Appena entro nella mia nuova classe vengo colta da un senso di impotenza davanti a tutti quegli occhi che mi fissano. Mi metto a sedere nella prima sedia libera che vedo vuota e aspetto, facendo finta di niente e cercando qualcosa di ignoto dentro lo zaino.
“Ciao! Tu devi essere quella nuova, non è così?!” Sobbalzo. Non mi ero accorta che il banco era già occupato. Fantastico.
“Sì.” rispondo, voltandomi verso la voce. Una ragazza bionda ipertruccata mi guarda con adorazione e curiosità insieme. Se avesse una coda, starebbe scodinzolando nevroticamente.
“Sono Grace.”
“Piacere, Emily.” dico, sorridendo imbarazzata.
“Allora, da dove vieni? Perché sei qui?” Inizia a tartassarmi di domande, e ci conosciamo da circa trenta secondi.
“Bhe, io vengo da…”
“Oh mio Dio, dove hai preso quella collana?” mi interrompe estasiata. Fisso il ciondolo comprato in un negozio al centro che ho messo solo perché è dello stesso colore della maglietta. “Lo sto cercando da una vita!” Sto per regalargliela, quando in classe entra un professore sulla trentina. Credo sia quello di inglese.

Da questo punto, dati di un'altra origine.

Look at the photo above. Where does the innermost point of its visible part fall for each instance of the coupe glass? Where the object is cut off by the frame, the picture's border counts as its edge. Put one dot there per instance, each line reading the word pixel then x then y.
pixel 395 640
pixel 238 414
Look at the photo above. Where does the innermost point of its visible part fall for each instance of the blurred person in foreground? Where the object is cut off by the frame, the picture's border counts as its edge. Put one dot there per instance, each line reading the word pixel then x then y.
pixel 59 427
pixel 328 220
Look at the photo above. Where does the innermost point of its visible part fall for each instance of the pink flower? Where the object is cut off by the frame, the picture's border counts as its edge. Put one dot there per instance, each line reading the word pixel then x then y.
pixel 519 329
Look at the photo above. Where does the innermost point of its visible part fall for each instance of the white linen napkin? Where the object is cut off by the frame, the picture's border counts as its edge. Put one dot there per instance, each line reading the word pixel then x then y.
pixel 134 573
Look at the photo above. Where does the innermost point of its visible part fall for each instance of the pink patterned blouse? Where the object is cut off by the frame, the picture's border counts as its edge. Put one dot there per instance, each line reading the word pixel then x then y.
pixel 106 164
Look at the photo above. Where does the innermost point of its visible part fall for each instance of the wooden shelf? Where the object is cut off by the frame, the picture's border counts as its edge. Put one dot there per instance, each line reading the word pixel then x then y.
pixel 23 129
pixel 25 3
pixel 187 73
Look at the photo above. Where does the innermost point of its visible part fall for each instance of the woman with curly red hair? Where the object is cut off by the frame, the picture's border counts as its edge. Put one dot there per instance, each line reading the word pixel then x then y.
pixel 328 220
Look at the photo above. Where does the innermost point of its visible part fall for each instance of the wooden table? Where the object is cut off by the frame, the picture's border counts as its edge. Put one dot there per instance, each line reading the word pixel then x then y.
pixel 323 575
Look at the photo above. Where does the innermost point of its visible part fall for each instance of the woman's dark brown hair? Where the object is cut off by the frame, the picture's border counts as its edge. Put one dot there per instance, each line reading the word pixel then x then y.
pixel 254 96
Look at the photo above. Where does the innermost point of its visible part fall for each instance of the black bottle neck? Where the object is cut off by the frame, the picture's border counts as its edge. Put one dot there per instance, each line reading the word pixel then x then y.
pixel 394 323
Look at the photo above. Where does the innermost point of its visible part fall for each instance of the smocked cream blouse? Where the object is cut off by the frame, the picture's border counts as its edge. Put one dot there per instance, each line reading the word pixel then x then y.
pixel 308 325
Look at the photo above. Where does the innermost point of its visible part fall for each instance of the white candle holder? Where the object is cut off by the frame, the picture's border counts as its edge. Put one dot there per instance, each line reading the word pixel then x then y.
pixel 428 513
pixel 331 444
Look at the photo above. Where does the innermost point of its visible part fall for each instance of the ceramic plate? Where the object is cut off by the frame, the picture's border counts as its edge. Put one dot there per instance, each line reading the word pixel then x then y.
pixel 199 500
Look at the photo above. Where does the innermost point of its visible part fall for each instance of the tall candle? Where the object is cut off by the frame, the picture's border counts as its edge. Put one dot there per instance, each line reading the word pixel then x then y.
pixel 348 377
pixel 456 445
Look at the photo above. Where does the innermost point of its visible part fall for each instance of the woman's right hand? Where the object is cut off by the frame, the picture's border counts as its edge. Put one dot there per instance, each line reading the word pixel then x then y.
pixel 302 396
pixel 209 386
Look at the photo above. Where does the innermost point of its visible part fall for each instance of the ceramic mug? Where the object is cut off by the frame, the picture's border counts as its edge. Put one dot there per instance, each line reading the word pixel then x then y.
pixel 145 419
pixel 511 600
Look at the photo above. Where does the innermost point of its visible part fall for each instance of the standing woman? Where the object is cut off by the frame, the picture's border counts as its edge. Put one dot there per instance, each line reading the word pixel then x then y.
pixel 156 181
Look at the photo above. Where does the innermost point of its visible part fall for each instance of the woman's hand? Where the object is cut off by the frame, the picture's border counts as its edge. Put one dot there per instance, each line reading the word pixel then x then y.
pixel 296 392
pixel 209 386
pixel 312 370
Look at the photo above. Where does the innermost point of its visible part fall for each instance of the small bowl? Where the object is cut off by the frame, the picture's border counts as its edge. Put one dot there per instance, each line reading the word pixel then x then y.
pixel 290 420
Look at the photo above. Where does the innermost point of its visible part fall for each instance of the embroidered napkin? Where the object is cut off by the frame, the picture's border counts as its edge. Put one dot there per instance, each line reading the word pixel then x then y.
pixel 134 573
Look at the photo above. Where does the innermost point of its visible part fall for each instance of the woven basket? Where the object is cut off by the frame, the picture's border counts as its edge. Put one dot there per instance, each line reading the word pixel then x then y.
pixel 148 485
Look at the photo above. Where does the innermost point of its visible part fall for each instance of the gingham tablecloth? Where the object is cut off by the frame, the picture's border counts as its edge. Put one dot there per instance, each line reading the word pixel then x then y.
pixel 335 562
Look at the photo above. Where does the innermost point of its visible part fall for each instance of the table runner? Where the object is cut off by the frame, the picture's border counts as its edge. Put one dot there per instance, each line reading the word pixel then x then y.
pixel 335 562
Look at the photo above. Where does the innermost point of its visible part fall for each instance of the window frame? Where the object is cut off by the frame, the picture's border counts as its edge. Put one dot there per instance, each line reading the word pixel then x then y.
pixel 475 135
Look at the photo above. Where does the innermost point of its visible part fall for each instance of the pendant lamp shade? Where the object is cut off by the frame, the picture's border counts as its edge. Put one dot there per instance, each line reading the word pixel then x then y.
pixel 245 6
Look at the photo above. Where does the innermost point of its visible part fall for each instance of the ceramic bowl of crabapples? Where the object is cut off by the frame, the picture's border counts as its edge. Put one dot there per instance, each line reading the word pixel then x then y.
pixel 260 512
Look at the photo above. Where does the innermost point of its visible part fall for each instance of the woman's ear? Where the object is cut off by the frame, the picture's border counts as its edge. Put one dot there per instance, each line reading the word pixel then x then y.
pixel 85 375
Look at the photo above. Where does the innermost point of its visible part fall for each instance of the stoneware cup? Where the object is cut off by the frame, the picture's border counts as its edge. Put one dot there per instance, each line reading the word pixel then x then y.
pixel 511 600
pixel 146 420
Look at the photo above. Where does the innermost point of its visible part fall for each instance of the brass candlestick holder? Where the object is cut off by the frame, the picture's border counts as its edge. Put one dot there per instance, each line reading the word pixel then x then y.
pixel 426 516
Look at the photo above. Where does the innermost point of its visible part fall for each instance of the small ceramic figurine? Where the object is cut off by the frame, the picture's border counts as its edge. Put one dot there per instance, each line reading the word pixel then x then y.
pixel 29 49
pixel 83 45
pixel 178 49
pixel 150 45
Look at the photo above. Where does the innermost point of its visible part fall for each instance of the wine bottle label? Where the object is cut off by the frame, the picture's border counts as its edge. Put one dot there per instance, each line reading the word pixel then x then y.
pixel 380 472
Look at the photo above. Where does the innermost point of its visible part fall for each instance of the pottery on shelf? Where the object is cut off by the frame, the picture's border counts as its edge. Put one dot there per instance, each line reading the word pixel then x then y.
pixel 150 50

“Bentornati ragazzi! Bene bene, sento aria di novità.” Sfoglia il registro per alcuni secondi, poi mi guarda ed esclama:” Emily Rivers! Benvenuta fra noi.” Si alza, allarga le braccia e si inchina profondamente con fare teatrale. Gli altri ragazzi devono essere abituati a questo genere di stravaganze, perché si limitano a scuotere la testa e a sorridere. La lezione procede tranquillamente, a parte Grace che non smette un secondo di parlare sul fatto che ho degli occhi stratosferici e che sono uguali al ragazzo che le piace, ma che è già impegnato. Cerco di seguire la spiegazione del professor Summer mentre questo gira impettito e misure a grandi falcate l’aula, gesticolando con ampi gesti ed assumendo espressioni assolutamente innaturali. Decido che mi è simpatico.
Appena suona la campanella, automaticamente tutti si fiondano verso il mio banco, mentre Grace mi presenta a gran voce. Quando la situazione si smuove un po’, mi alzo e cerco di fare mente locale di tutti i nomi che mi hanno urlato. Un ragazzo mi si avvicina e mi sorride. Devo aver alzato il sopracciglio come di solito, perché assume un’aria vagamente preoccupata e mi dice:”Tranquilla, mica mordo! Sono Peter, e tu sei, ehm… Emily, dico bene?”
“Esatto!” E’ una delle prime volte che sorrido da quando sono in classe.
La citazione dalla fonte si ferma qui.